A codec is a computer program capable of encoding or decoding a digital data stream or signal. A codec encodes a data stream or signal for transmission, storage or encryption, or decodes it for playback or editing. Codecs are used in videoconferencing, streaming media and video editing applications. An audio codec converts analog audio signals into digital signals for transmission or storage. A receiving device then converts the digital signals back to analog using an audio decompressor for playback. A video codec accomplishes the same task for video signals, and other codecs do the same for metadata such as subtitles and closed captioning.
Many of the more popular codecs in the software world are lossy, meaning that they reduce quality by some amount in order to achieve compression. Often, this type of compression is virtually indistinguishable from the original uncompressed sound or images, depending on the codec and the settings used. Smaller data sets ease the strain on relatively expensive storage sub-systems such as non-volatile memory and hard disk as well as write-once-read-many formats such as CD-ROM, DVD and Blu-ray Disc . Lower data rates also reduce cost and improve performance when the data is transmitted.
There are also many lossless codecs which are typically used for archiving data (for such uses as reference or transcription) in a compressed form while retaining all of the information present in the original stream. If preserving the original quality of the stream is more important than eliminating the correspondingly larger data sizes, lossless codecs are preferred. This is especially true if the data is to undergo further processing such as editing, in which case the repeated application of processing (encoding and decoding) on lossy codecs will degrade the quality of the resulting data such that it is no longer identifiable.

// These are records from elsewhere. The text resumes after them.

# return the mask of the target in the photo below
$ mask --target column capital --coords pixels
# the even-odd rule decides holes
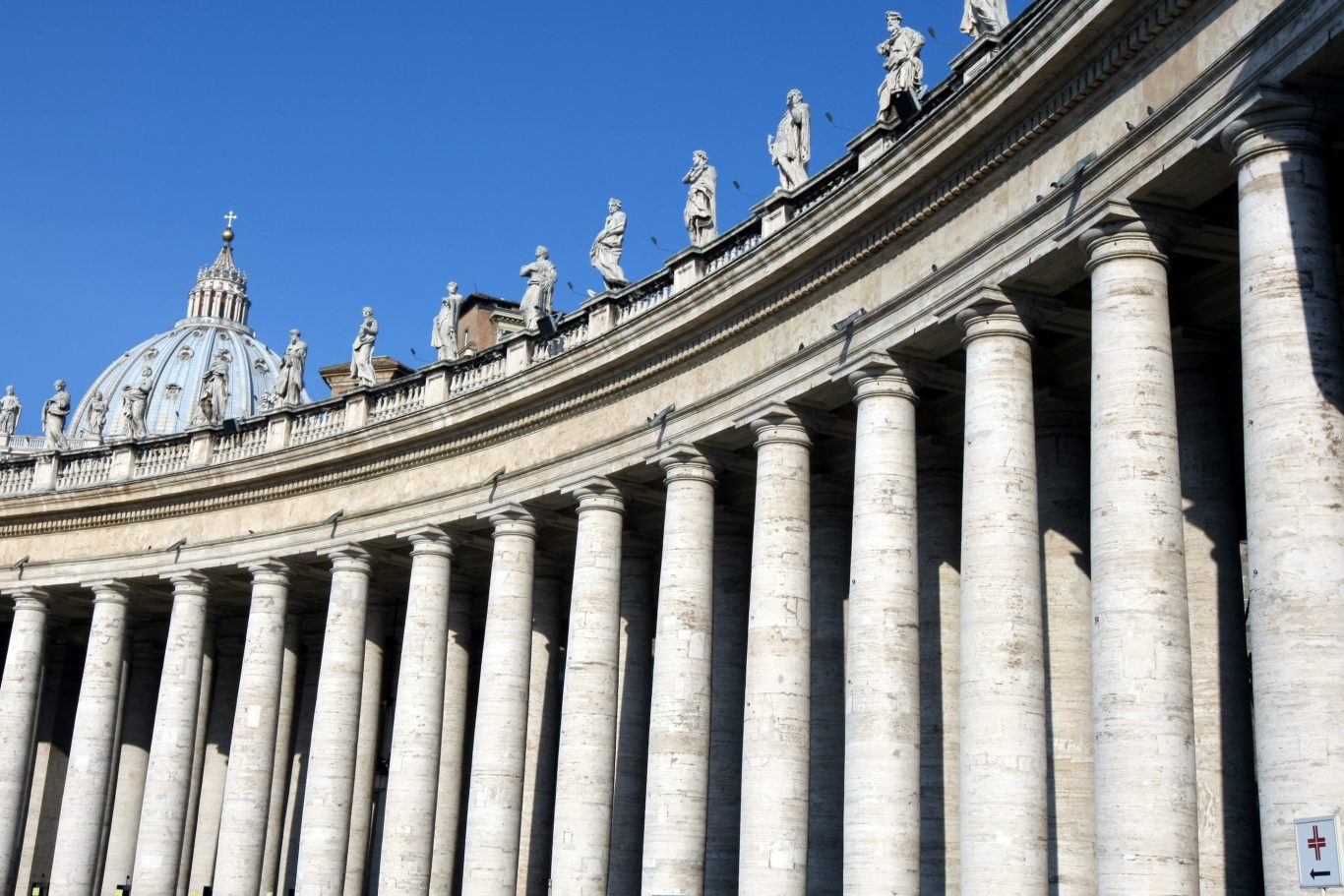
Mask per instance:
[[[969,308],[957,312],[962,329],[961,344],[968,345],[984,336],[1012,336],[1027,343],[1035,341],[1027,329],[1024,300],[1009,298],[997,287],[978,292]]]
[[[605,476],[590,476],[560,489],[579,501],[579,514],[585,510],[614,510],[625,513],[625,496],[621,488]]]
[[[484,510],[481,516],[488,519],[493,527],[491,537],[519,535],[536,540],[536,516],[521,504],[497,504]]]
[[[130,603],[130,586],[120,579],[102,579],[99,582],[90,582],[83,587],[93,591],[94,604],[117,603],[126,606]]]
[[[655,454],[652,459],[663,467],[664,482],[677,480],[699,480],[711,485],[715,482],[714,463],[694,445],[669,445]]]
[[[437,525],[421,525],[396,533],[398,539],[411,543],[411,556],[419,553],[434,553],[450,557],[457,545],[462,543],[462,536],[449,532]]]
[[[319,551],[319,555],[332,562],[332,572],[363,572],[374,570],[374,555],[359,544],[343,544],[339,548]]]
[[[20,586],[9,590],[8,595],[13,600],[15,610],[38,610],[39,613],[46,613],[51,606],[51,592],[46,588]]]
[[[1302,103],[1284,103],[1250,111],[1223,128],[1223,149],[1232,156],[1232,168],[1241,168],[1255,156],[1284,149],[1321,152],[1339,128],[1339,118]]]
[[[751,427],[757,437],[755,446],[758,449],[762,445],[777,443],[812,446],[808,429],[793,408],[784,402],[759,404],[749,414],[739,416],[738,423]]]
[[[288,586],[293,576],[293,570],[284,560],[267,557],[247,564],[247,571],[253,574],[253,584],[284,584]]]
[[[169,572],[168,575],[160,578],[172,582],[173,596],[180,594],[196,594],[203,598],[210,596],[210,576],[204,572],[188,570],[185,572]]]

Two principal techniques are used in codecs, pulse-code modulation and delta modulation. Codecs are often designed to emphasize certain aspects of the media to be encoded such as motion, color or surface texture. There are thousands of audio and video codecs, ranging in cost from free to hundreds of dollars or more. This variety of codecs can create compatibility and obsolescence issues. The impact is lessened for older formats, for which free or nearly-free codecs have exist.
Many multimedia data streams contain both audio and video and often some metadata that permit synchronization of audio and video. Each of these three streams may be handled by different programs, processes, or hardware; but for the multimedia data streams to be useful in stored or transmitted form, they must be encapsulated together in a container format.